My experience in running on the Michigan US Senate ballot line as a third-party
candidate in 2018 has reinforced my perception that it is difficult for a well-informed,
concerned citizen to have any real influence on policy discussions and issues.
Ross Perot, who as opposed to Trump was well-informed on policy issues,
showed in 1992 that if we want to have our elections to seriously deal with the
issues we need to discuss, we need credible third party presence.

As a result of materials I was exposed to on voting systems as an employee of
Mathematical Reviews in Ann Arbor, I realized that we needed to introduce
approval voting into our elections if we wanted to level the voting playing field
for third-party and independent candidates. Under approval voting voters are
allowed to give one vote each to the candidate or candidates they support with
the candidate having the most votes winning. This essentially costless voting
reform would get rid of the wasted vote, the spoiler role and open up our
elections to meaningful third-party participation (see: www.nationalrenewal.org )..

For 22 years I have tried to work on promoting this election reform. That has
involved trying to raise this issue with our elected officials and public figures
with the means to do something about it. Alas, to no avail.

Because of a number of other policy concerns; e.g., our Russia and Middle
East policies, our need for a better health care system than our two parties
have promoted, and other matters discusses in my campaign literature; I
sought to get on the Michigan ballot as a third-party candidate in the hope
of contributing to some much needed discussion. As part of that effort I
tried to convince the University of Michigan, its Ford School of Public Policy
and its Public Radio Station WUOM to sponsor a program with all five
candidates on the ballot for US Senator. Also to no avail.
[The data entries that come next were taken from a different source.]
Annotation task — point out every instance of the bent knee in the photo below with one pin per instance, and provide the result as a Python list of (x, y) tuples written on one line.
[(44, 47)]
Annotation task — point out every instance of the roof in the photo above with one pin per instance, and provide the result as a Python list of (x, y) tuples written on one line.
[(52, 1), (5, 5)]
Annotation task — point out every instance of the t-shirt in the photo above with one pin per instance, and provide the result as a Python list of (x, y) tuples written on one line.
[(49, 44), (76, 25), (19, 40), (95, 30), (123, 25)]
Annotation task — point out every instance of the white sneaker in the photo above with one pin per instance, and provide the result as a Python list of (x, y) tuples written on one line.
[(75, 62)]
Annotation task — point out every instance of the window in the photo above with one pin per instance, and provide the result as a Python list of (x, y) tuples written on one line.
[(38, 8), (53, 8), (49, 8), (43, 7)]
I also set up, as candidates do, a website www.nationalrenewalparty.org
setting out my policy views on a number of domestic and foreign matters
to give voters a sense of how I view various policy areas and what I believe
an elected official can and should do about them. I did that in much more
detail than other candidates usually do. But again to little avail as far as
I can see.

Six hundred character explanations in a Michigan paper or on a League
of Women Voters website or a few minutes soundbite on Public Radio
can do very little to to promote the serious discussion of policy issues the
country sorely needs. Until our media is willing to take third-party candidates
like myself seriously, we are not going to be able to avoid an increasingly
dysfunctional two-party system that is destroying governance in this country
and assuring an increasingly dismal future for our posterity.